A group of tiny RNA molecules with a big role in regulating gene expression also appear to have a role in causing insulin resistance in woman with polycystic ovary syndrome and, perhaps, in all women, researchers report.
Research in the journal Diabetes, indicates that high activity levels of a microRNA called miR-93 in fat cells impedes insulin's use of glucose, contributing to PCOS as well as insulin resistance, said Dr. Ricardo Azziz, reproductive endocrinologist and PCOS expert at the Medical College of Georgia at Georgia Regents University.
"This is one of the first reports of a defect that may occur both in women who are insulin resistant and, in particular, in women with PCOS," said Azziz, the study's corresponding author. "Identifying this molecular mechanism helps us understand these common conditions better and points us toward targeted therapies to correct these problems in women."
PCOS affects about 10 percent of women and is characterized by excess male hormone, irregular ovulation and menstruation and is associated with an increased risk for insulin resistance, which can lead to diabetes and heart disease.

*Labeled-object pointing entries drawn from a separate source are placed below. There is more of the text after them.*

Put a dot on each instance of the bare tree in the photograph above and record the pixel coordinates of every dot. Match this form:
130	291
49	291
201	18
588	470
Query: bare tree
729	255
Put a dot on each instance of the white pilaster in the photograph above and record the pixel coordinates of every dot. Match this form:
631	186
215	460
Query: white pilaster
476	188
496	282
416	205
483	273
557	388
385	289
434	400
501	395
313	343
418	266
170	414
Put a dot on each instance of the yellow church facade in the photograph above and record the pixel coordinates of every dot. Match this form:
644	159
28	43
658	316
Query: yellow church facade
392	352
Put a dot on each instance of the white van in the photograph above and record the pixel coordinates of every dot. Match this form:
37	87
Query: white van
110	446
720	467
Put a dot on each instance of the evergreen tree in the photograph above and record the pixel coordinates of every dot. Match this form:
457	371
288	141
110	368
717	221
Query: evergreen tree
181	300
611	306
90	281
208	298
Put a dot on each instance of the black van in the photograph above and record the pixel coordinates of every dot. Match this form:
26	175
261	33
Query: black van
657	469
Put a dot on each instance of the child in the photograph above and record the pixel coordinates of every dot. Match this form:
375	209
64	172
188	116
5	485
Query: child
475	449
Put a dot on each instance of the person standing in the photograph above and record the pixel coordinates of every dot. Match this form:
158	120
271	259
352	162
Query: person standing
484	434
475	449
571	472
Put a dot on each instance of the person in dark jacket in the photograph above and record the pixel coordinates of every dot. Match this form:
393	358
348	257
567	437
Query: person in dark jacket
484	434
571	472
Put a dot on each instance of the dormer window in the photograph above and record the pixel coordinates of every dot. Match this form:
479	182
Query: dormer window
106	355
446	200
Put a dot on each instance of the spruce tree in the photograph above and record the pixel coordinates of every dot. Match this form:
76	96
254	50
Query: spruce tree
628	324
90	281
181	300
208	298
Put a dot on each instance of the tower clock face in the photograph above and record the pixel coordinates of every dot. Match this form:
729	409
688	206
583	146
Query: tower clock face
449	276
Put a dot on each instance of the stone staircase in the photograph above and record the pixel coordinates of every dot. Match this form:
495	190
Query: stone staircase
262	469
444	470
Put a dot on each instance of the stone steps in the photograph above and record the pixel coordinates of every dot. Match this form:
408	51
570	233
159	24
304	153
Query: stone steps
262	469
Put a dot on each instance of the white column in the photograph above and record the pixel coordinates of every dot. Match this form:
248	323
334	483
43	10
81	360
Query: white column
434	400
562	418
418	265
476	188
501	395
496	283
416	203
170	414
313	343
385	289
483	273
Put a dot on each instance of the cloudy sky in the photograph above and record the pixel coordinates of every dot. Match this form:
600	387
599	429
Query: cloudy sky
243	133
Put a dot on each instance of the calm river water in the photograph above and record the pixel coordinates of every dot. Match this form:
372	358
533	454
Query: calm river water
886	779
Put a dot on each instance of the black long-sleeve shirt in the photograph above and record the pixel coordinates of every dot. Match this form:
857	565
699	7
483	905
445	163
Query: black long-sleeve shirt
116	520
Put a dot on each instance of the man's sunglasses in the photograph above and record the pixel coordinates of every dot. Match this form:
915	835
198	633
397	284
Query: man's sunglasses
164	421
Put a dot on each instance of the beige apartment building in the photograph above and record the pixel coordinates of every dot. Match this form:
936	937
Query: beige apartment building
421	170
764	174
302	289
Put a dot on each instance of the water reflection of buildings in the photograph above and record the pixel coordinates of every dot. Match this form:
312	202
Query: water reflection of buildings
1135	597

Researchers looked at fat cells from the lower abdomen of 21 women with PCOS and 20 controls. In all the women with PCOS, they found over expression of miR-93 and decreased expression of GLUT4, a key protein that regulates fat's use of glucose for energy. Fat, a large organ in even a thin individual, is where a lot of glucose usage via insulin occurs.
GLUT4 expression was lowest in the women with PCOS who also were insulin resistant. They also found the expression was low in members of the control group who were insulin resistant.
"Low levels of GLUT4 in fat appear to be affecting insulin resistance in general and to have a more dramatic impact in PCOS," Azziz said. MiR-93 was known to impact GLUT4 in other cell types and to have a role in reproduction, infertility and lipid metabolism. "There has been no clear mechanism to describe insulin resistance in PCOS and we believe this is one of the pathways," said Dr. Yen-Hao Chen, cell biologist at MCG and the study's first author.